Single dosing just seems like a huge pain for little benefit. I perhaps could understand if changing beans often (but I don't get how many doses you need to dial in on a stepless grinder every time you switch beans).
LMWDP #737

gobucks

#10: Post by gobucks »

I think there is a reason that grinders specifically designed for home use are nearly all single dose, and commercial grinders almost exclusively use hoppers - single dosers provide more flexibility and less waste, which are important in a low volume workflow, but much less so in a cafe.

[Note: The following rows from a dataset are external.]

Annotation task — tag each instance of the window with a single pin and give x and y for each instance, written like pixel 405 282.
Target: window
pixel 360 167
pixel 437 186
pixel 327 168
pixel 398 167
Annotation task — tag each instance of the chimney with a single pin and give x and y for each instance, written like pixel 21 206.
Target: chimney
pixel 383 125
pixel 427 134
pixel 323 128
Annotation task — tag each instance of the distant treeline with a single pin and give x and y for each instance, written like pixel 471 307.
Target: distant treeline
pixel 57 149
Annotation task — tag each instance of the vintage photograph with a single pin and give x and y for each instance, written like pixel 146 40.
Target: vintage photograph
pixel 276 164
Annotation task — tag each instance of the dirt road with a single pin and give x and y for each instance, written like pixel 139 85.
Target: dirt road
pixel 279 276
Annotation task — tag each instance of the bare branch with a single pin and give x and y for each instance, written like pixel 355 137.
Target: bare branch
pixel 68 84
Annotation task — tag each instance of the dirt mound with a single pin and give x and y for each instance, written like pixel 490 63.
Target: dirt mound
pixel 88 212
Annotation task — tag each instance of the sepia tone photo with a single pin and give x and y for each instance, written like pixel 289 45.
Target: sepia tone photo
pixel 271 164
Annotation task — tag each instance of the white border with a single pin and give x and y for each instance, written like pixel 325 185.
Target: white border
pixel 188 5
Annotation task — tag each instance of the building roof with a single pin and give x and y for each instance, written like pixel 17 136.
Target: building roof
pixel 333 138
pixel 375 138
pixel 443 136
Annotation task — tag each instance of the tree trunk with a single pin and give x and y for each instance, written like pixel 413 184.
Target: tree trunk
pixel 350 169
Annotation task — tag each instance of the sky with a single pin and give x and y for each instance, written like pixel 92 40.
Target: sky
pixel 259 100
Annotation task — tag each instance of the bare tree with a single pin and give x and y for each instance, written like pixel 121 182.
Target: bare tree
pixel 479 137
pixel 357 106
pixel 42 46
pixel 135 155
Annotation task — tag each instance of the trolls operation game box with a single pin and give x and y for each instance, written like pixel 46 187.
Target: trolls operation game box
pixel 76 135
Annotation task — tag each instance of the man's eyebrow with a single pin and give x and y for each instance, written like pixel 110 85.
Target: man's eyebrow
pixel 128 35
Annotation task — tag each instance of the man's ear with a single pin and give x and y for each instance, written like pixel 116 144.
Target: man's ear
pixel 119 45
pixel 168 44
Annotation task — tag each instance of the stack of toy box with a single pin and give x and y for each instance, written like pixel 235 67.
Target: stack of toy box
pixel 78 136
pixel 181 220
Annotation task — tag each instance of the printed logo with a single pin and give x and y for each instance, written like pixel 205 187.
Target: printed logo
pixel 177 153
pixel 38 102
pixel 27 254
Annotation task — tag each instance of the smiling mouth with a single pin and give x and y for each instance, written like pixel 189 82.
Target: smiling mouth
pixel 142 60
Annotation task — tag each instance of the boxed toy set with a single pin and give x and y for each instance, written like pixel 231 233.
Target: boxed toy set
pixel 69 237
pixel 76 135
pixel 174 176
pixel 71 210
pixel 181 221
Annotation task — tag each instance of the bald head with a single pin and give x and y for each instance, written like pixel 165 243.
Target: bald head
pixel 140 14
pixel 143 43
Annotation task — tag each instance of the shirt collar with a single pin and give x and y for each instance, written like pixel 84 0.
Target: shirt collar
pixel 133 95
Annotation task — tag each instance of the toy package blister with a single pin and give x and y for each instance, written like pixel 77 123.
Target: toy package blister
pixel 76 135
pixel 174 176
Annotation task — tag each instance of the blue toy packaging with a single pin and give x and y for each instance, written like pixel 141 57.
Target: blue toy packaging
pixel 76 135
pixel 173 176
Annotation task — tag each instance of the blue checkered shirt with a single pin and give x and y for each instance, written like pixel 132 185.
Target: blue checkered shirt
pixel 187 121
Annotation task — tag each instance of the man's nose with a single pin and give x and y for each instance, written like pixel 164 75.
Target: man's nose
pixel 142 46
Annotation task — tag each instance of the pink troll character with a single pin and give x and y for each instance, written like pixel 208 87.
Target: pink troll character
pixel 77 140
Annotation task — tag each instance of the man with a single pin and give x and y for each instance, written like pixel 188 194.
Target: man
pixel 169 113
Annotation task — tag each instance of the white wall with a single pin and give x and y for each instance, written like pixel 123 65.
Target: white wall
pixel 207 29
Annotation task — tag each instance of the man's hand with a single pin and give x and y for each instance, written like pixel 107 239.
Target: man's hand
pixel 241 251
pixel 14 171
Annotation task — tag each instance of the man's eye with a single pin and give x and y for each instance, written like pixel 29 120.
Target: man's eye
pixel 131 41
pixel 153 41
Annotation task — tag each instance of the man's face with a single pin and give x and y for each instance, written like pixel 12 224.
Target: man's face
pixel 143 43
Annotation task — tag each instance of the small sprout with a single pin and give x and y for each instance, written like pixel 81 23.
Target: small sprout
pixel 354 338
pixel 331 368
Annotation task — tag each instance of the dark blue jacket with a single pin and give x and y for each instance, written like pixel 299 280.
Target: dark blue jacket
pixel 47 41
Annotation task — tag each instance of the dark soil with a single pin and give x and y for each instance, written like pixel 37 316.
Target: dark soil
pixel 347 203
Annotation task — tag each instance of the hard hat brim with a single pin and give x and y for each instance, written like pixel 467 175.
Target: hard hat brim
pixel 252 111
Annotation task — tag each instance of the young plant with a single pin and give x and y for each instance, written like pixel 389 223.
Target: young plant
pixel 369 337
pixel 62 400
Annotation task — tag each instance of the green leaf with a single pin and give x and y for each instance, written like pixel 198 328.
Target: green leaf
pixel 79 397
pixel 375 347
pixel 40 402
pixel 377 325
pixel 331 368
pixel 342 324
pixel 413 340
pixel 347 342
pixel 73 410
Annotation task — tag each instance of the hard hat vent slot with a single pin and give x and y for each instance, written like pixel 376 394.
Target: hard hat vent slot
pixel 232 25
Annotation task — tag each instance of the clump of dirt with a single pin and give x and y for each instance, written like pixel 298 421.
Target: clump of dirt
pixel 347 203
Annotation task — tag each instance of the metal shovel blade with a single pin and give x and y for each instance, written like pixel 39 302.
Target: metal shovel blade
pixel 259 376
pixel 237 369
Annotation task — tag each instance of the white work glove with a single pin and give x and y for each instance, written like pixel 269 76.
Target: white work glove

Some of the larger commercial grinders can retain up to 20g, which means you're either gonna have to deal with stale coffee (esp on that first shot in the morning) or you're going to be doing a lot of purging. This isn' a problem in a cafe, but if you're just making a single digit number of coffees throughout the day, it seems wasteful, and beans are expensive!

I also find pre-weighing out all my doses into bean vaults, and knowing that my dose will be accurate to +/- .1g, is a lot more accurate than time-based dosing, and much easier than trying to weigh out my grinds in the portafilter afterwards.

As for flexibility, it's not just about switching coffees, but also switching brew methods - I can switch from espresso to pourover and back and only waste maybe 1g total.